Julia’s extensive retail apparel experience includes appointments as CEO for Antler, Blacks Leisure and Figleaves.com, Director of Buying & Merchandising at Tesco where she was responsible for the launch of the Florence and Fred (F&F) clothing brand. Julia is also founder of Difficult Women – an organisation that promotes women’s skills in the boardroom.
Julia’s appointment follows that of Hugo Adams, former Executive Board Director of Superdry and Chief of Staff at Marks and Spencer, as CEO. Julia will work alongside Hugo and founder Lucy Jewson to help drive the next stage of Frugi’s growth.
Julia Reynolds: “I am delighted to be joining Frugi as Chair. The combination of Frugi’s ethical ethos and innovative kidswear designs provides a solid platform for sustainable future growth. From the time I have spent in Frugi’s head office in Cornwall, it is clear that Lucy has done a fantastic job of building a team and a culture that will allow the business to thrive in the coming years.”
Hugo Adams, CEO, Frugi: “We’re delighted to welcome Julia to the Frugi family. Her extensive board level and experience in apparel will be a huge asset to us and Lucy and I are looking forward to working closely with her going forward.”

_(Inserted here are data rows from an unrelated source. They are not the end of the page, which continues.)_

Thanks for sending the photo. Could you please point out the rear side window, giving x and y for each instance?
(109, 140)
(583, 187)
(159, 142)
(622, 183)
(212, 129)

Paul Cocker, co-founder, True: “Frugi has performed strongly since we acquired the business earlier this year, continuing to grow around 30% year on year. We have known Julia for some time as an active member of our Live Network and I am confident that she will prove to be a fantastic addition to the team, further strengthening the fantastic culture that exists already. I remain very excited about the potential of the business and look forward to witnessing its continued growth and disruption of the children’s apparel market.”